Enter Free Geek, a nonprofit in Portland that salvages broken laptops, tablets and desktops, fixes them and provides them at low or no-cost to people who can’t afford new ones. But while the pandemic heightened the demand for Free Geek’s repaired computers, corporate policies preventing easy access to parts, manuals and equipment made it harder for the nonprofit to complete its mission.

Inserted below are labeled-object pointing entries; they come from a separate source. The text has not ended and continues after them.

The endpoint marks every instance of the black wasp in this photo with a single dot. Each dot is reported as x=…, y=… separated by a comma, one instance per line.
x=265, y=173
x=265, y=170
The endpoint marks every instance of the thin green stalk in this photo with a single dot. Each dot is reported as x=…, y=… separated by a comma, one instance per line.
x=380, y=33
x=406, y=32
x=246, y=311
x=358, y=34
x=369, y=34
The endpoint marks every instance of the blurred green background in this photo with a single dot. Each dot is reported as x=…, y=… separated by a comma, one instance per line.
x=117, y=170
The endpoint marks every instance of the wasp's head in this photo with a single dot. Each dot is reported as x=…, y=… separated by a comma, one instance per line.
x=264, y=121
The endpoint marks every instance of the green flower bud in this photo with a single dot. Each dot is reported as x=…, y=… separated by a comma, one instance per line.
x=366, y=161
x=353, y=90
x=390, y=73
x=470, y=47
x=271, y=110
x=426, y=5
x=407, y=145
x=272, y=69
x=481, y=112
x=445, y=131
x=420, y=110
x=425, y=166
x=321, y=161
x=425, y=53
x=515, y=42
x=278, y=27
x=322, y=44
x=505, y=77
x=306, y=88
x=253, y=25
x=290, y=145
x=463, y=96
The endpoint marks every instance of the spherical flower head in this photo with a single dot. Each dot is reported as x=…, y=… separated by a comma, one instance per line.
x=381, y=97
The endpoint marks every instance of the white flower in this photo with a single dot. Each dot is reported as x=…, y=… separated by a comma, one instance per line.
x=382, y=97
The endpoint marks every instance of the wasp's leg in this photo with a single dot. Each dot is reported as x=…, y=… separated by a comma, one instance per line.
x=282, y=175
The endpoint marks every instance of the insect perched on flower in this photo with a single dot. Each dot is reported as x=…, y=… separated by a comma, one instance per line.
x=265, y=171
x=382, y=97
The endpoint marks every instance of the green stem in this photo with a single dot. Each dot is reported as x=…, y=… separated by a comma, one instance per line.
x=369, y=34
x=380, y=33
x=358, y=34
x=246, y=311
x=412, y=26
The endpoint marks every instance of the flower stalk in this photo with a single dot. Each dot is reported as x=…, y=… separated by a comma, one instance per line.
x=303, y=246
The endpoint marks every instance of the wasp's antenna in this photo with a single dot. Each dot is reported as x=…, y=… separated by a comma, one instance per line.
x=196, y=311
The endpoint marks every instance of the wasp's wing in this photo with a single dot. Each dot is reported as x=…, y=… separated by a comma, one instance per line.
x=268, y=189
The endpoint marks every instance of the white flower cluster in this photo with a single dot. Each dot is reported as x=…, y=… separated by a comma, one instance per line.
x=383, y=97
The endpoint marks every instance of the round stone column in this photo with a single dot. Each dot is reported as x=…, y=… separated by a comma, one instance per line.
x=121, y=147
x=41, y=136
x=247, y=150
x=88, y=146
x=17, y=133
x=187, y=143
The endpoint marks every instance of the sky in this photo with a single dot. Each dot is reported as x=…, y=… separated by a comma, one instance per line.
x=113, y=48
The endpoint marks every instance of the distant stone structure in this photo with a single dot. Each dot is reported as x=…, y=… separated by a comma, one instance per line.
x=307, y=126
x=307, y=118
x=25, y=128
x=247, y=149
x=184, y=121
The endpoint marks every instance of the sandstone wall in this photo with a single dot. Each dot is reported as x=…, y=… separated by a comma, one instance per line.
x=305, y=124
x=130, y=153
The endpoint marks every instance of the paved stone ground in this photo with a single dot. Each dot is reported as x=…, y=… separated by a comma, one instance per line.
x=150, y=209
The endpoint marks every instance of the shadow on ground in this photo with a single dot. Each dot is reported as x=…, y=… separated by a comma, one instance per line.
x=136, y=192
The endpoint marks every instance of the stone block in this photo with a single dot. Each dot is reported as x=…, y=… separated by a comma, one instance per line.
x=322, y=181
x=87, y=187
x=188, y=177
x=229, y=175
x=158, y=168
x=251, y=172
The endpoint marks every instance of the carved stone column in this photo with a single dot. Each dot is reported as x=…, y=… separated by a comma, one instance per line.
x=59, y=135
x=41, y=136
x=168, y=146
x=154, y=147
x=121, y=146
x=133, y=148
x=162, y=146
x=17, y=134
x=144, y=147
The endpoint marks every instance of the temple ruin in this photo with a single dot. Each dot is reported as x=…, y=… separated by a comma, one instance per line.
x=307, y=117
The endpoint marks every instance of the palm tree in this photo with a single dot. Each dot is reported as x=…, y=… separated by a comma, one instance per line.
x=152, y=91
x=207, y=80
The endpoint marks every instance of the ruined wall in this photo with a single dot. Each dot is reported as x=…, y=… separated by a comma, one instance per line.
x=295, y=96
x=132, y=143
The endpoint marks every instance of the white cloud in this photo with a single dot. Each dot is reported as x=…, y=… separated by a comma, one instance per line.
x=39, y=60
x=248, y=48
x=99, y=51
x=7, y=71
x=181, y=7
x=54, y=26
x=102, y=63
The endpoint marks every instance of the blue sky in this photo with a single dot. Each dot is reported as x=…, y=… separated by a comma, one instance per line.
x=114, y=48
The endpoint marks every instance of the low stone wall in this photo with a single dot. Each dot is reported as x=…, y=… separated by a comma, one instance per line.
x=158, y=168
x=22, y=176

“It’s made the difference between me being able to obtain my housing and put food on my table and obtain my puppy and have him here,” Creer said of her new desktop computer. “I just took my driver’s permit test. Things like that. I wouldn’t have been able to get them done if I hadn’t gotten the computer from Free Geek.”
The pandemic has made living without a computer harder than ever. Employees are working remotely, kids are going to school via laptop, and grandparents are visiting with their grandkids on screens. At the same time, the pandemic has made it harder to get broken devices fixed, as many big chain stores have ceased offering on-site repairs. As a result, people have been forced to send their devices to authorised repair facilities – often waiting weeks for them to be returned.
Many are powerless to avoid that inconvenience because small repair shops and do-it-yourselfers can’t get the parts or manuals they need to complete the job. The problem has become more pronounced in the past decade, as personal devices, appliances and machinery have become increasingly sophisticated. At the same time, brand-name manufacturers have become stingier with spare parts and maintenance information.
The resulting frustration has given new impetus to at least 39 so-called right-to-repair bills in 25 US states. The legislation would loosen restrictions on manufacturers’ information and parts and allow small repair shops and handy device owners to do their own fixing.
Manufacturers and distributors of brand-name products are opposed. They say unauthorised repairs are unsafe and compromise security by putting nonstandard components into machines which, they say, makes them more vulnerable to hacking.
Supporters of the right-to-repair bills dispute those assertions.